In January this year I was commissioned by Avaunt Magazine to head up to Easdale Island off the west coast of Scotland – it is the smallest populated island of the Inner Hebrides, and just a short two-minute ferry from the mainland. It’s just a 45-minute flight from Bristol to Glasgow. I asked my friend Roman to join me on the trip, I needed an extra pair of hands on the shoot and we’d been meaning to catch up, so he flew from Czech over to Glasgow. We picked up a hire car and drove the three hours it takes to reach the car park next to the ferry.
There is one B&B on the island (population 59), so we stayed with Ruth. Over the four days she cooked us breakfast, lunch and dinner given that there were no other options for being fed nearby at that time of year. Ruth kept two excitable spaniels, two hairy mangalitsa pigs and a handful of hawks. In the evenings we would pop over the pub on the mainland – drinking time was hinged around the ferry times.
The weather was bad, everyone we met said ‘you should come back in May’. The first morning was so wet that my waterproof boots lost the will to live – they didn’t dry out until we left and a spaniel demolished my insole. Ruth lent me some spare wellies, Roman lent me his del-boy jacket. One of the highlights of the trip was nearly getting stuck up the hill that overlooks the island from the mainland – the sun went down abruptly on us, and we could no longer see our route up the hill. Sheer drops all around, or at lest that’s how it felt. The sheep laughed at us as I slid down the side of a hill on my arse. I had lost my cable release on the way down, and a little pride, but we were soon stood drying our sodden jeans against the pub fireplace for an hour until the ferry ran us back. The temperature, however, was surprisingly warm for the time of year. The island benefits from being in a gulf stream, so when the weather was in our favour it was an amazing island to wander and to photograph.
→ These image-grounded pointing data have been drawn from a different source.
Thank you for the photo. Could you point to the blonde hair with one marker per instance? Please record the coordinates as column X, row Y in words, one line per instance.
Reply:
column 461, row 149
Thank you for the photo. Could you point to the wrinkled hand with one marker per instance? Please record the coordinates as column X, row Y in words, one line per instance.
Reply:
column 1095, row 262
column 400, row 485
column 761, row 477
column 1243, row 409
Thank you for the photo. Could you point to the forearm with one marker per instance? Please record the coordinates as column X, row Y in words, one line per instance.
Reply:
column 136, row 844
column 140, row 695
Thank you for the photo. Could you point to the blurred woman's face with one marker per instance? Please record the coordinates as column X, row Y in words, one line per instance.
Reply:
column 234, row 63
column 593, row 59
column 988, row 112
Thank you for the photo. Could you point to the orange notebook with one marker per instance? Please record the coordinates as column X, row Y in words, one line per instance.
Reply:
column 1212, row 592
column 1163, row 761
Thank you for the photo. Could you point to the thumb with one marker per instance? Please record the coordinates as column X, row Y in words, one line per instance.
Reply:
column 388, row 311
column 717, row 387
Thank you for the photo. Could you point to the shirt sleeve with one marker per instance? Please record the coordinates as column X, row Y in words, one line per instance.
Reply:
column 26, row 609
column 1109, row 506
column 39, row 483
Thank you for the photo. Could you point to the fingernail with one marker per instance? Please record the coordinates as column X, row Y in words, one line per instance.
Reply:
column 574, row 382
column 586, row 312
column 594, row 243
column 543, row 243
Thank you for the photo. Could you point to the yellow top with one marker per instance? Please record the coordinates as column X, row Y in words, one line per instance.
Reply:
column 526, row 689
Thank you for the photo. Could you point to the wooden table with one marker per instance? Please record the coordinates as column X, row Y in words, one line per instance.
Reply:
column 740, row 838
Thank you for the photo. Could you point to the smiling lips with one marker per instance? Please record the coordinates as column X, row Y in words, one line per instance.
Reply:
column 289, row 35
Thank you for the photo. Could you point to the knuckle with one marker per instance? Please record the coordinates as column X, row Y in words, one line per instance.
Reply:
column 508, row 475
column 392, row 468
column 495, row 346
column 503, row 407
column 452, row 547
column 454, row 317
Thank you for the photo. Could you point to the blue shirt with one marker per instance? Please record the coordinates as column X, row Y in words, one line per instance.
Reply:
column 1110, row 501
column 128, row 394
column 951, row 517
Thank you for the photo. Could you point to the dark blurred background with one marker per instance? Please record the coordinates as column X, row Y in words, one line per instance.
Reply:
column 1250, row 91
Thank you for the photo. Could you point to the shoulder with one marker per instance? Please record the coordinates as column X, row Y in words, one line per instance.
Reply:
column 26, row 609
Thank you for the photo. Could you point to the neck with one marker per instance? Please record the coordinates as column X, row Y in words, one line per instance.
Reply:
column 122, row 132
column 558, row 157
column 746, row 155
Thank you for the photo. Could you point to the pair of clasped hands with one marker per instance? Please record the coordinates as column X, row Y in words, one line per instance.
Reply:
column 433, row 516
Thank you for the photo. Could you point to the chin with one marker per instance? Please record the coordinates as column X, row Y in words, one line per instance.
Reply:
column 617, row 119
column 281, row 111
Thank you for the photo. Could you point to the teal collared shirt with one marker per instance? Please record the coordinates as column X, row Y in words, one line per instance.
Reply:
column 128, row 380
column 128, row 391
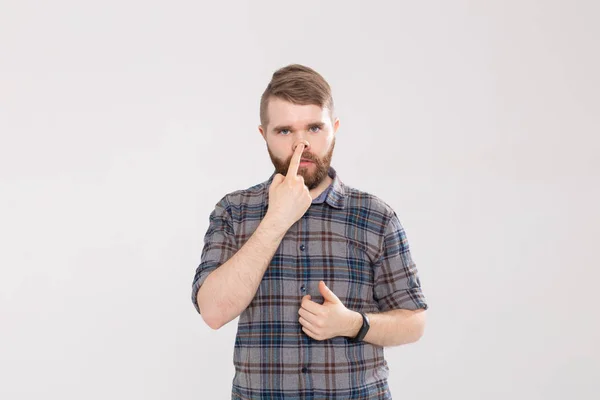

In the 1800s the population on Easdale Island was ten-fold what it is now, and the slate mines were thriving. Easdale slate can be found all over the world covering the rooftops of churches as far away as New Zealand. There are specks of iron in the slate that are a signature for the island. My job on the island was to give an impression of nature reclaiming the industrial landscape. Quarries on the island were as deep as 300ft in places, with a thin wall protecting them from the sea beyond. In 1881 a colossal storm put an industrial sized nail in the coffin, filling many of them with seawater and instigating the decline of slate mining in Scotland. By 1960 Easdale had a population of 4.